HHT is a rare autosomal dominant disease characterized by organ telangiectasia. The liver is the most commonly affected organ (hepatic AVMs) (8); however, the treatment options are limited and unsatisfactory. Although the vast majority of liver VMs are asymptomatic and do not require treatment, symptomatic liver VMs must be treated aggressively since they increase mortality (9). Intravenous bevacizumab helps relieve symptoms and has been used as a bridge to orthotopic liver transplant (OLT) (10). Given that hepatic artery embolization is associated with mortality, it is only recommended in late-stage high-output cardiac failure (HOCF), only when medical therapies fail, and only when OLT is not an option (5). Moreover, embolization is contraindicated in patients with cholangitis or bile duct necrosis (11). Hepatic artery ligation or banding is considered to be effective in the treatment of HOCF and hepatic arteriovenous shunt in certain patients (6, 7, 12). However, it would not have been enough to cure the disease of this patient, who had bile duct stones and cholangitis in the right hemi-liver. Liver transplantation is considered to be the most effective treatment for hepatic AVMs, but this comes along with life-long immunosuppressive treatment to reduce the risk of organ rejection (13).

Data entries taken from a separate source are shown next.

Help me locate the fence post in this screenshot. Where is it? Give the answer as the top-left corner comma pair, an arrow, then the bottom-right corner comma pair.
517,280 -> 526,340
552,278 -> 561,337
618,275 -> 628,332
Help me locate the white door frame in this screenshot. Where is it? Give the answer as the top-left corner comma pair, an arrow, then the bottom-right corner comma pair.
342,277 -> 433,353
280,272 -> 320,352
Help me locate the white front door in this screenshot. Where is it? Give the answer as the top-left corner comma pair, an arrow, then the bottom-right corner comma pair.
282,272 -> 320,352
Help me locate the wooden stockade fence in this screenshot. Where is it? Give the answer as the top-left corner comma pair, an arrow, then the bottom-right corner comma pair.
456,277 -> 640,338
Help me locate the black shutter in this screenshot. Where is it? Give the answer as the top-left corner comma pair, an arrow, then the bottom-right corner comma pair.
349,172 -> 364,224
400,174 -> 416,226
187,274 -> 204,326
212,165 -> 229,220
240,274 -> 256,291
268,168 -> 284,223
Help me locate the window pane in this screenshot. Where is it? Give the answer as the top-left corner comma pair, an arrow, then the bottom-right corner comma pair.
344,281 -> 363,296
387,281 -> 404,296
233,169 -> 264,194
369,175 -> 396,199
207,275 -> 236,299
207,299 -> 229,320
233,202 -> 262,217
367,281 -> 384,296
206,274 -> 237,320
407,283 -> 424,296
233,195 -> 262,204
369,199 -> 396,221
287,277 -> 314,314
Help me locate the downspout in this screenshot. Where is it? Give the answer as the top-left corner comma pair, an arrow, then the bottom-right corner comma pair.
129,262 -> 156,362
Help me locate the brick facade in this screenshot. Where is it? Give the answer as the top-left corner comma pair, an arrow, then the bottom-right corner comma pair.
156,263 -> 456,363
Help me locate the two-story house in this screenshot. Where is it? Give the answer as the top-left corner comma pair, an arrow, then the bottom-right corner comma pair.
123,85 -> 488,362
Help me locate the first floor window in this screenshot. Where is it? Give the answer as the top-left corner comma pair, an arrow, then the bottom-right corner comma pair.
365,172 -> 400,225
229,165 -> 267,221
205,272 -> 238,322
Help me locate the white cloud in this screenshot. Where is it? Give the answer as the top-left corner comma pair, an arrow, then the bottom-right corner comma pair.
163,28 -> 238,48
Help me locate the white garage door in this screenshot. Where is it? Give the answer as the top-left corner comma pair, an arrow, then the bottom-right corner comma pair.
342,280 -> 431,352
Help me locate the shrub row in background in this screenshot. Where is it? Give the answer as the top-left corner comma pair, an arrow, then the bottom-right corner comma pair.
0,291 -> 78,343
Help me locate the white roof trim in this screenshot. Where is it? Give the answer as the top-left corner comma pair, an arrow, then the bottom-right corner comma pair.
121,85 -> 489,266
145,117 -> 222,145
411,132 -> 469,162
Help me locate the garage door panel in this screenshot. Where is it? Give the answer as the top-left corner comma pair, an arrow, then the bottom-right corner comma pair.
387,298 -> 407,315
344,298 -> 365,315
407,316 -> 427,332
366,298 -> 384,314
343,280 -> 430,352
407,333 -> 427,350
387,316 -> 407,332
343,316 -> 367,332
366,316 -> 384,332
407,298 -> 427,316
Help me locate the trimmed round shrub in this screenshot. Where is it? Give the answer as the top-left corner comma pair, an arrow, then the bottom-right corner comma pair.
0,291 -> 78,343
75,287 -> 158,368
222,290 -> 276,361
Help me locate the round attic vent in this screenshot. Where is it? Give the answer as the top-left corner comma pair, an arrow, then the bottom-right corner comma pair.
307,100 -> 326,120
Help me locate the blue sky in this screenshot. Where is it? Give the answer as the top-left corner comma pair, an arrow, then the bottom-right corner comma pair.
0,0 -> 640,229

This young patient had HHT with liver involvement accompanied by bile duct stones and cholangitis. She refused liver transplantation. Fortunately, in addition to the diffuseness of her hepatic AVMs, her biliary tract lesions were localized to the right hemi-liver. Therefore, we designed right hemihepatectomy combined with ligation of the common hepatic artery and gastroduodenal artery based on the individual characteristics of this patient. Lesion resection for arteriovenous malformations has been previously reported, but right hemihepatectomy combined with artery ligation for the treatment of HHT has not. Georghiou et al. successfully cured pulmonary arteriovenous malformation by lobectomy (14). A recent report suggested that partial liver resection is also an option for large intrahepatic shunts that do not close spontaneously (15). Petrovic et al. reported a successful left lateral bisegmentectomy in a HHT patient with liver abscess (16). These reports provided a rationale for hepatectomy, as long as the patient's residual liver is sufficient. We also performed ligation of the common hepatic artery to alleviate the AVMs, while ligation of the gastroduodenal artery helped to avoid collateral circulation. It is important to emphasize that we deliberately kept the hepatic artery and portal vein pressure slightly higher than normal during the operation to maintain hepatic blood perfusion. As expected, although the patient developed transient liver dysfunction after surgery, she was discharged from the hospital in good health.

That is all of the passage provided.